To label this demanding reformist agenda “infantile” or accuse it of tabula-rasa daydreaming is a dialectical convenience, a rhetorical refuge for avoiding the complexity of the moment. Infantile is to demand international excellence while refusing to touch ossified structures; infantile is to ask for first-division collections with operating budgets that leave crumbs for actual programming; infantile is to invoke the neutrality of art amid mechanisms of censorship; infantile is to grant the market the last word on what counts as value while scolding those who question its success indicators. Adulthood, institutionally speaking, is to negotiate the rules of conflict, to have the courage to shift the budget toward where creative life actually happens, to accept that culture is a field of tensions, and to measure results honestly. Adulthood is to admit that the museum does not need to be rescued from critique as if it were a helpless victim; it needs to be traversed, shaken, and fertilized by critique in order to remain a relevant public space of meaning.

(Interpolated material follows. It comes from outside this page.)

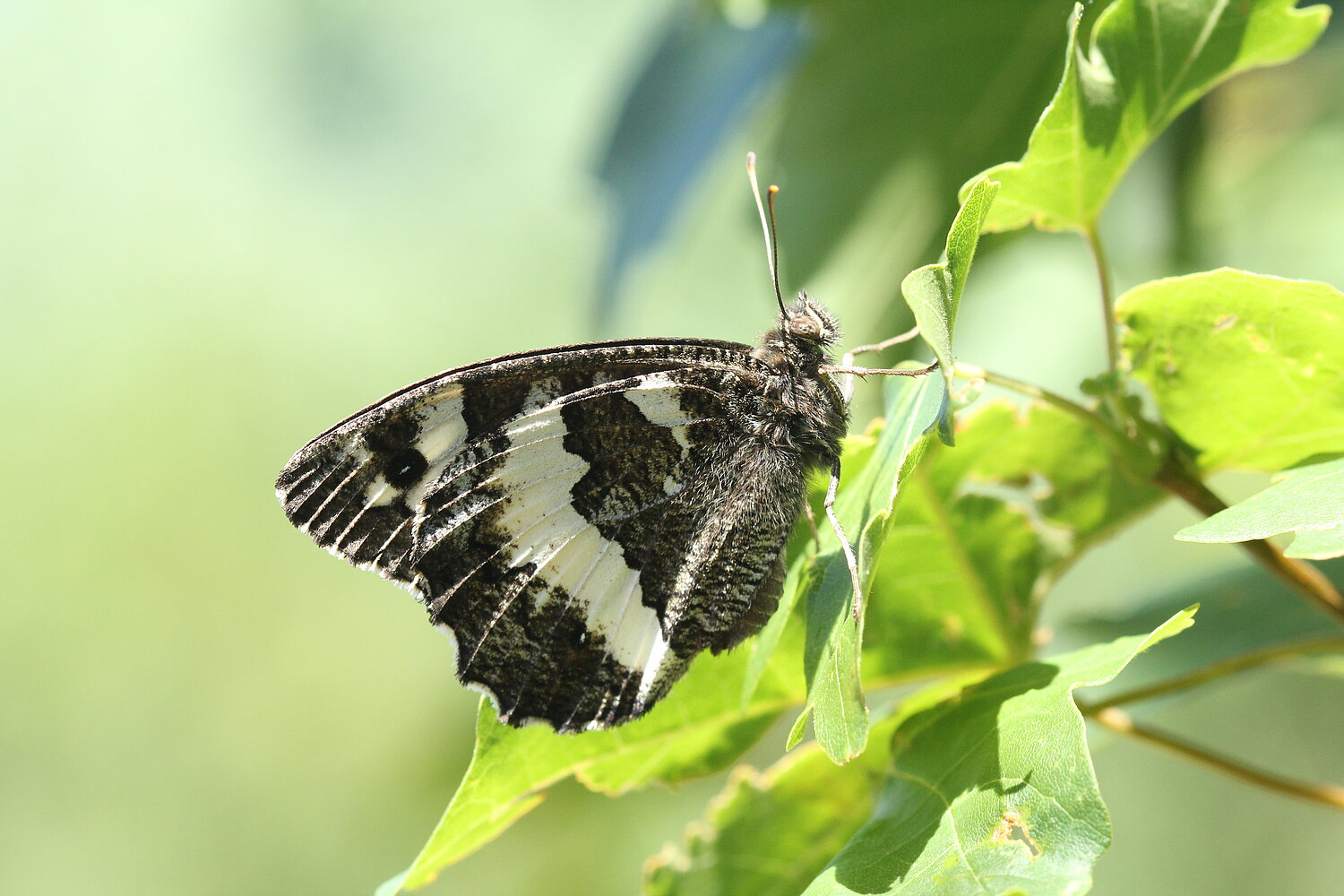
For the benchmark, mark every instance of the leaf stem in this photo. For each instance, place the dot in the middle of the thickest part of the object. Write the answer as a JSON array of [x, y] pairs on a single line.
[[1118, 443], [1120, 721], [1107, 298], [1222, 669], [1176, 477]]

The conclusion, though expansive in its implications, fits into a few lines of political intent. Let us defend the museum, by all means, but let us once and for all abandon its monopoly and sacred exceptionalism. Let us defend conservation and rigorous study, but with equal force demand that public money reaches the production of the living, mediation in neighborhoods, the documentation of the ephemeral, and the care of those who work. Let us defend excellence, but only if it is backed by clear rules, transparency, and ongoing public evaluation. Let us defend the artwork, but within objectives, indicators, and tangible social returns. What is proposed here is not mindless demolition, but high-precision surgery: open windows, air out offices, redistribute resources, measure impacts, care for people. In times of identitarian retreat and simplifying polarization, the museum cannot afford to be an isolated, self-complacent bastion: it must become a living organ within a broader, more diverse institutional body. Only thus—acknowledging itself as one form among others in a plural concert—will it continue to fulfill its fundamental function: to guarantee a society’s inalienable right to think itself, argue itself, contradict itself, and imagine itself in common.